It is now clear, used correctly, content helps sales reps build and maintain relationships with customers in the digital world. Content is the the critical fuel for successful social selling, building a foundation for engagement with buyers.
With great content curation, sales reps are able to build their credibility and establish themselves as experts. Leading B2B marketing and sales organizations recognize the value of good content in earning the right to engage with their buyers.
“Content curators have a powerful way of connecting people with information. Great curation sets the foundation for engagement. If you respect other people in the industry, by sharing and acknowledging their content, you demonstrate your knowledge and expertise as well as build relationships and influence.”
Hank shared that Trapit is committed to helping sales organizations, enable their employees earn the opportunity to share brand content.
“We do this by enabling employees to share other valuable content, building their credibility online. This credibility and added value will open the doors to also share brand content.”
Sharing highly relevant and valuable content helps employees (not just sales) build their personal brand authentically, earning the right to also share brand content with their networks. This approach helps sales reps add value and engage with their audience, but also to the Twitter network.
“Curate thoughtfully, add value - and only then will you get consideration for your brand content. If you have this mindset you have a competitive advantage over those that are just focused on brand amplification and journalism”
“If you are great content curator you are in the top 1-5% of people...not everyone does that. We are already inundated with an overwhelming amount of content. People are looking for high quality content, people are looking for help and insights. No one wants to follow the sales rep that shares the company blog post every other day.”
The goal is to enable social success for all employees. Enable them to exhibit best practices on social media daily with: a rich, highly relevant library of content, opportunities to engage, and the intelligence to share the right content with the right person at the right time. Essentially it is about building the social selling competency across the enterprise. Making it ridiculously easy for them to be successful.

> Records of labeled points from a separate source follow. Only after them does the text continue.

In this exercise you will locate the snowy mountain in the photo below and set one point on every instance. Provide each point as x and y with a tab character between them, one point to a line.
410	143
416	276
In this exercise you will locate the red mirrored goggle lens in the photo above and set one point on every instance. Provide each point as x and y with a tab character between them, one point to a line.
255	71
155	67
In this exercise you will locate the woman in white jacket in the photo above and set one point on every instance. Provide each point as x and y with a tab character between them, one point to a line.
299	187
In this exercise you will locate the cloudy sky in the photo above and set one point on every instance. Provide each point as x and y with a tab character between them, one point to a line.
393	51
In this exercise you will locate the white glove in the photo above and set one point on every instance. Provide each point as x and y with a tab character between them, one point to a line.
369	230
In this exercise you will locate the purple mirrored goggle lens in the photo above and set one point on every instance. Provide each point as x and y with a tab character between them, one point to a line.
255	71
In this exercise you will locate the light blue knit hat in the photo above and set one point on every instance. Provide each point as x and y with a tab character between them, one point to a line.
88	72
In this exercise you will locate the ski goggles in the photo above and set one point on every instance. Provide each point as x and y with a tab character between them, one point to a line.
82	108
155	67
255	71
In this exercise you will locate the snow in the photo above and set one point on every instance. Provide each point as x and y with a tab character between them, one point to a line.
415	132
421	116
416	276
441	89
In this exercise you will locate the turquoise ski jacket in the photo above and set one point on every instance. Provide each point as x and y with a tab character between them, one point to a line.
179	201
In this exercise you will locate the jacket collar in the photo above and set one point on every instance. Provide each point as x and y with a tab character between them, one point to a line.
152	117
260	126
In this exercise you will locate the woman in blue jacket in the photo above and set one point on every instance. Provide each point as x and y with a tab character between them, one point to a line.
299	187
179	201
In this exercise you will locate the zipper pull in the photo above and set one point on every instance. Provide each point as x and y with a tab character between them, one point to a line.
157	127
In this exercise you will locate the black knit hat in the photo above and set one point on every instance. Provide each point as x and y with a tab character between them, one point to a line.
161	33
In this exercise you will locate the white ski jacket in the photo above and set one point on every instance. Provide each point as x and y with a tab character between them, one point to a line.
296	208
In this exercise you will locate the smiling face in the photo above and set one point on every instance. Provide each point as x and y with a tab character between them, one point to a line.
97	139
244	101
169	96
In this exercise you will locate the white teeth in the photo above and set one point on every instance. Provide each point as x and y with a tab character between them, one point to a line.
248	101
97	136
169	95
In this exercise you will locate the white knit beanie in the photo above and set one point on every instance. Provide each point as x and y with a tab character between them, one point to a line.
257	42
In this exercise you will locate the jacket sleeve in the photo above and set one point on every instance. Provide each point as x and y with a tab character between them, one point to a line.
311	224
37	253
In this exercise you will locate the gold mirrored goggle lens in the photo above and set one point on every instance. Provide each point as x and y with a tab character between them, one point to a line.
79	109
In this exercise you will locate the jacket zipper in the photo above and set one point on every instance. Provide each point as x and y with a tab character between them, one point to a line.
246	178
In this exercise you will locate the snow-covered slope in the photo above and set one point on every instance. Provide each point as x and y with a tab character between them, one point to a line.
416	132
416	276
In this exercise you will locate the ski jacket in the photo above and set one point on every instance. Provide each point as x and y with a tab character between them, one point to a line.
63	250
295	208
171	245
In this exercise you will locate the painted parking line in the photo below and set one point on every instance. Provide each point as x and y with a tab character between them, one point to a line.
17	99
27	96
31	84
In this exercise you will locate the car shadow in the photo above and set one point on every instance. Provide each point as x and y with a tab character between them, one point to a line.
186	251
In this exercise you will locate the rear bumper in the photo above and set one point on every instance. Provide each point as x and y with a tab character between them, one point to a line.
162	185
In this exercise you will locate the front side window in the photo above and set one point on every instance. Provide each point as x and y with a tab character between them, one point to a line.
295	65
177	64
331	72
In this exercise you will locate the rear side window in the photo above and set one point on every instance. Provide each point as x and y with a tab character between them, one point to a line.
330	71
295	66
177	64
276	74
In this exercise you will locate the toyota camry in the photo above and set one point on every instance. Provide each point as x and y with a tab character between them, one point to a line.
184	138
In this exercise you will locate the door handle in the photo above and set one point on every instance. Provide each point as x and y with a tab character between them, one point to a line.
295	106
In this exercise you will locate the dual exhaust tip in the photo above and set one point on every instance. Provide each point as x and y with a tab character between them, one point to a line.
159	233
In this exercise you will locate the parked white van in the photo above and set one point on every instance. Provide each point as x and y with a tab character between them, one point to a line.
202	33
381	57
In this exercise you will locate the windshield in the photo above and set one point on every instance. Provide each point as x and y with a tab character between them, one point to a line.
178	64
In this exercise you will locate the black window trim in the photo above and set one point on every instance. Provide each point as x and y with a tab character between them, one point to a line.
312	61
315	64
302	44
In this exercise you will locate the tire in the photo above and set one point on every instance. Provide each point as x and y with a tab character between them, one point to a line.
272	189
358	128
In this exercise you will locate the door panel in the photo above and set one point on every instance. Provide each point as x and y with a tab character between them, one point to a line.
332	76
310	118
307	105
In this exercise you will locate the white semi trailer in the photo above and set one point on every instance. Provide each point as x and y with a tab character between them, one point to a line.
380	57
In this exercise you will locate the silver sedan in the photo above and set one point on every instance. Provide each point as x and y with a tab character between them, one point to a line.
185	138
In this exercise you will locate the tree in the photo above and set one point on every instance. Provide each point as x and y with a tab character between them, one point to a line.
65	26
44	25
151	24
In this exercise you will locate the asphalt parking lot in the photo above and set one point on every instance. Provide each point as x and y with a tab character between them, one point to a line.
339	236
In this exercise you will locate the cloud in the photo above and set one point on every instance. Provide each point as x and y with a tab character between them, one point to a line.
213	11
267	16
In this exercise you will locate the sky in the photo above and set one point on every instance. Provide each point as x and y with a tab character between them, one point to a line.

For Hank this goes back to the roots of social networking. Originally, it was about real people connecting around shared interests, having informal conversations, learning and engaging with others. In many ways, it flattened the world. However, we have seen a backlash from this purist environment due to the invasion of brands. There are very few brands that have cultivated a unique, authentic voice. And people tend to be very wary of brands. Brands often lack transparency and display overt commercial interest. Hank believes many organizations are approaching the opportunity of employee advocacy as just another way to amplify the brand. This is not authentic, this is not social.
“So when we talk about ‘Changing the way business does social.’, it is about enabling employees to listen, analyze and engage on social media. To add value, educate, engage, learn and help others.”
Kim: I am a purist. This makes me smile.
“Let’s take a step back. Unless you are selling some widget. Most sales in B2B are omni channel. It is very limiting to approach modern selling through a single channel. Effective sales needs to be approached through multiple channels...engaging via the phone, email, face to face. We are now in an age where there are a number of digital channels. Social selling is the term du jour. It is about listening not just on social but on the internet, for the opportunity to uncover and share insights, and add value. It is about preparing for offline meetings. You’ve earned the opportunity for a meeting with a buyer. Use social listening and content to research, prepare, do your homework.”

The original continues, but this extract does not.